With the present government failing to protect their interests, the farmers are coming on to the streets to protest against the anti-farmers policy of this government. They are holding rallies against the lackadaisical attitude of this government in solving their problems. In Coochbehar, jute growers have set fire to their crops in protest. In Burdwan, Hoogly and other parts of the Bengal, potato growers did the same to express their protest. In many parts of the state, paddy growers have dumped paddy on the road side and burnt it. Responding to the call given by four Left kisan organisations for state wide agricultural strike on January 4, 2012, many farmers across the state stopped agricultural works and stayed away from their fields during the day to protest against this anti-farmer policy. They are demanding remunerative prices and a proper procurement policy. They also want proper implementation of MNREGA scheme. They are demanding restoration of subsidies in agriculture, including fertilizers.
It is important thing to note here that because of the present agrarian crisis some farmers in Andhra Pradesh have declared crop holiday. Even in West Bengal, it is seen that in some parts of the state a section of farmers who have incurred considerable losses from the Aman crop are deciding against planting upcoming Boro crop. With full sympathy to their sentiments, there is a need to propagate that this should not happen. Because that would result in a national crisis where there shall be shortage of food and the country will be thrown back to the decades of 1960s when India had to depend on food imports from other countries.
In such a situation both central and state governments should initiate urgent measures to provide relief to the agricultural sector.
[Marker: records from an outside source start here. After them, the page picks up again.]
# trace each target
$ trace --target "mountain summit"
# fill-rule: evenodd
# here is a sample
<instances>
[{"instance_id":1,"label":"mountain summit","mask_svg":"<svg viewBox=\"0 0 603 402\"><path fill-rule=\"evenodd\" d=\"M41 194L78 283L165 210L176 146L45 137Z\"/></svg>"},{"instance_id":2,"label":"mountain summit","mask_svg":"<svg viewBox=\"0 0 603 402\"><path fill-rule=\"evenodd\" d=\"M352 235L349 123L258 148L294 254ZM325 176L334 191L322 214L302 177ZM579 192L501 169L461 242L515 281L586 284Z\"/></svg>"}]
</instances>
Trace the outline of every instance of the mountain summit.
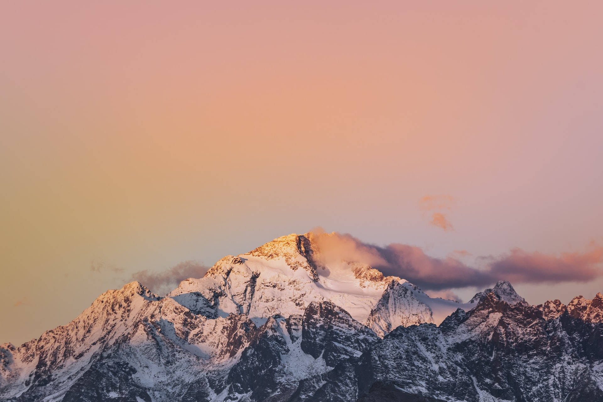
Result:
<instances>
[{"instance_id":1,"label":"mountain summit","mask_svg":"<svg viewBox=\"0 0 603 402\"><path fill-rule=\"evenodd\" d=\"M0 401L603 400L603 296L467 304L291 234L165 297L138 282L0 345ZM325 236L329 236L328 234Z\"/></svg>"}]
</instances>

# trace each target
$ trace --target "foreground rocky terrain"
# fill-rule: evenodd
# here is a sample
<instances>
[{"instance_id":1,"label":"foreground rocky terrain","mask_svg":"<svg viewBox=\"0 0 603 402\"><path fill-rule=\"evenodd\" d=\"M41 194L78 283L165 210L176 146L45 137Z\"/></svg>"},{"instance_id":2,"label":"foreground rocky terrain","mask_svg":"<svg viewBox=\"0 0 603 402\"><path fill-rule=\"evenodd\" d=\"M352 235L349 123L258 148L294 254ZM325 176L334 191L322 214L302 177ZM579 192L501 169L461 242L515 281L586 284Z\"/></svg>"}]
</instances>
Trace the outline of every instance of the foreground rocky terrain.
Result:
<instances>
[{"instance_id":1,"label":"foreground rocky terrain","mask_svg":"<svg viewBox=\"0 0 603 402\"><path fill-rule=\"evenodd\" d=\"M166 297L137 282L69 324L0 345L0 400L603 400L603 295L530 306L508 282L469 303L313 235L218 262Z\"/></svg>"}]
</instances>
Steps should be taken for direct procurement from the farmers with proper MSP and also adding bonus to it. Measures should be taken to implement Swaminathan Commission Report for fixing MSP because at present MSP is not commensurate with the cost of production that has risen sharply. Both central and state governments should come forward with compensation and rehabilitation package to the deceased families taking into consideration the human and social implications. Recently the state government had announced compensation for those who died in AMRI Hospital fire accident and in the Hooch tragedy. Then, why is it not extending the same to families of farmers who have committed suicide?
Along with these demands for providing relief to those engaged in the agricultural sector, we must doggedly and unitedly fight against the state and central governments in order to make them change their neo-liberal policies and to promote a sustainable model of agriculture that will reduce the risks of farmers and protect their interests.